Question accessibilité, DeepSeek est moins lourd et disponible pour quelques usages de plus que ChatGPT mais pose un gros problème pour les non-voyants.

b. Autorisations suspectes

Les applications du smartphone requièrent des autorisations pour mener à bien leur usage avec des fonctionnalités utilisant la caméra et le microphone du terminal, ce qui justifie l’attribution de ces permissions.
De façon plus étonnante, ChatGPT demande un accès à la localisation, les contacts ou même le calendrier. En explorant les fichiers APKs de l’application, on peut constater qu’il détecte également la prise de screenshots (quand l’application est ouverte) et qu’il demande aussi accès à la connexion bluetooth.
DeepSeek est quant à lui plus raisonnable, à part la caméra et le microphone, il ne demande pas de permission supplémentaire.

Conclusion

Comme on a pu le voir tout au cours de notre analyse, DeepSeek décharge moins rapidement la batterie, utilise moins de CPU par unité de temps et fait transiter moins de données mais a des temps de réponse largement plus élevés. Ces temps de réponses sont la cause principale d’une dépense énergétique plus importante que ChatGPT sur l’ensemble du parcours. Le manque d’accessibilité de DeepSeek pour les non-voyants est clairement un problème pour son utilisation.
Sur le cas d’usage observé, il est clair que l’impact environnemental de l’IA est plus important côté serveur. Pour donner un ordre de grandeur, la valeur pour ChatGPT pour le parcours réalisé est de 45,48 gEqCO2, d’après le site Ecologits alors que côté terminaux utilisateur, elle est seulement de 3.5 gEqCO2, soit 8 % de la consommation.
On peut en déduire que sur un parcours unitaire côté terminal utilisateur (et réseau), ChatGPT a un impact environnemental plus faible que DeepSeek en émission de gaz à effet de serre.

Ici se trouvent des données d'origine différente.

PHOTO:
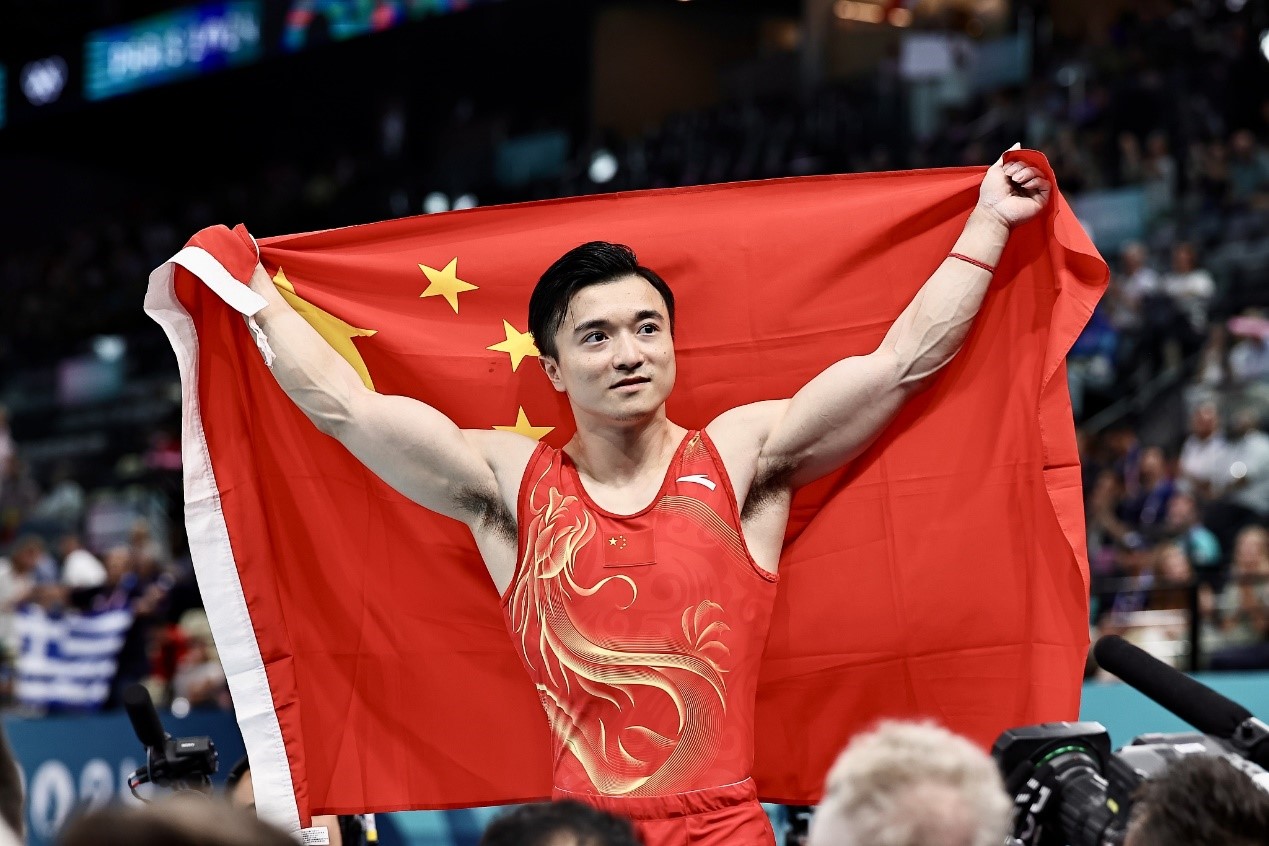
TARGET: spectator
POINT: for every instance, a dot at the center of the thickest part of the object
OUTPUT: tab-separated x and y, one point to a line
178	819
240	790
6	447
18	495
199	679
61	506
1104	527
1130	287
1090	364
13	799
1173	580
913	784
1185	528
1145	511
1249	357
1237	617
1245	486
1130	585
1192	288
558	823
1199	799
1249	173
1203	464
80	568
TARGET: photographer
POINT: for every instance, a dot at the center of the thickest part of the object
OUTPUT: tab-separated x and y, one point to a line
1199	799
340	831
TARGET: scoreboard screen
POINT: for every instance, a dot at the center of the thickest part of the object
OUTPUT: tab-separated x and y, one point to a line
171	46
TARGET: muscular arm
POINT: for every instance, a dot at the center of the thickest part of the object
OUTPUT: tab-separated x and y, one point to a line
406	443
843	409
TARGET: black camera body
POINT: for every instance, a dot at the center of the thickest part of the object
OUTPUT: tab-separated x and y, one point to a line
1070	789
177	762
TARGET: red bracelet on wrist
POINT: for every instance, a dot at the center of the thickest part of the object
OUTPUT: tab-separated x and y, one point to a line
973	261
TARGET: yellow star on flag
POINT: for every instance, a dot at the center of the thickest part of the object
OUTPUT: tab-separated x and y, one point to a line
335	331
523	428
517	345
446	283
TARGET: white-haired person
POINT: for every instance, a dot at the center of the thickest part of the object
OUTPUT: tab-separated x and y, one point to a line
913	784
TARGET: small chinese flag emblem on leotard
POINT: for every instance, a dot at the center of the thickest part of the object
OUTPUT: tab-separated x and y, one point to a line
628	548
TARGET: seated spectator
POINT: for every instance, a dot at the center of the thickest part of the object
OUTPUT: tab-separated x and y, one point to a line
18	495
1184	525
1237	615
240	790
1146	510
1249	357
1199	799
62	504
1249	173
913	784
183	818
1192	288
1202	464
1244	486
558	823
198	677
1174	580
20	573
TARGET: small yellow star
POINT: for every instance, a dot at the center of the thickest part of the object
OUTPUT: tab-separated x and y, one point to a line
523	428
517	345
446	283
336	332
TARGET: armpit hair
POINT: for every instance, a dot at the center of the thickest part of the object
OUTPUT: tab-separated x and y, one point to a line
490	513
769	485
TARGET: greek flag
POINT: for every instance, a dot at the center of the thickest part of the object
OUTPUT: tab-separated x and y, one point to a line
67	660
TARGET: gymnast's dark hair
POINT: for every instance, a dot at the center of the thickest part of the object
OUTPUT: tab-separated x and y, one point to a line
590	264
543	822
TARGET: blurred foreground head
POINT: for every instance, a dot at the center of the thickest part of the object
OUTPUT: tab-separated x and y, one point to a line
558	823
1199	799
913	784
180	819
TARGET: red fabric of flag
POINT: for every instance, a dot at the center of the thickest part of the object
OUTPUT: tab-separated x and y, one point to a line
942	573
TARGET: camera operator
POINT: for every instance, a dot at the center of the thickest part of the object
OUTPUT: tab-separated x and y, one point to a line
1199	799
913	784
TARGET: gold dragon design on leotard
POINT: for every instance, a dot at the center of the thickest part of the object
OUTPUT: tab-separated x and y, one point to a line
680	665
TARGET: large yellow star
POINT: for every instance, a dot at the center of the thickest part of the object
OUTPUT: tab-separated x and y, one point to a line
517	345
336	332
446	283
523	428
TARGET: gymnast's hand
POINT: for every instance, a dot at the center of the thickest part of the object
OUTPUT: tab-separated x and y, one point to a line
1014	193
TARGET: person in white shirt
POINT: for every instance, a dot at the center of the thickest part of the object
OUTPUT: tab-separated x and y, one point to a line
80	567
1202	467
1192	288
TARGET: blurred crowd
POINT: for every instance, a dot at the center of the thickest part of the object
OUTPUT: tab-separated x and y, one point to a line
1176	514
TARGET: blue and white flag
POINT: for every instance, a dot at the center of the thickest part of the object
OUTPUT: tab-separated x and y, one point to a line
67	660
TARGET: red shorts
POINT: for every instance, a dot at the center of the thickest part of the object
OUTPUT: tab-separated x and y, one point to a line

Cet impact plus faible s’explique par sa consommation d’énergie plus faible, cependant l’évolution des temps de réponses de DeepSeek est à surveiller car si l’application de la baleine bleue s’améliore sur ce point-là, elle pourra aisément devenir moins consommatrice que ChatGPT et moins impactant en terme environnemental sur le terminal client.

Synthèse des chiffres :

English version : What is the environmental impact of LLM use on the customer’s side ? Battle ChatGPT VS DeepSeek

Pour plus d’articles sur l’IA : Quels impacts environnementaux pour les IA locales sur nos smartphones ?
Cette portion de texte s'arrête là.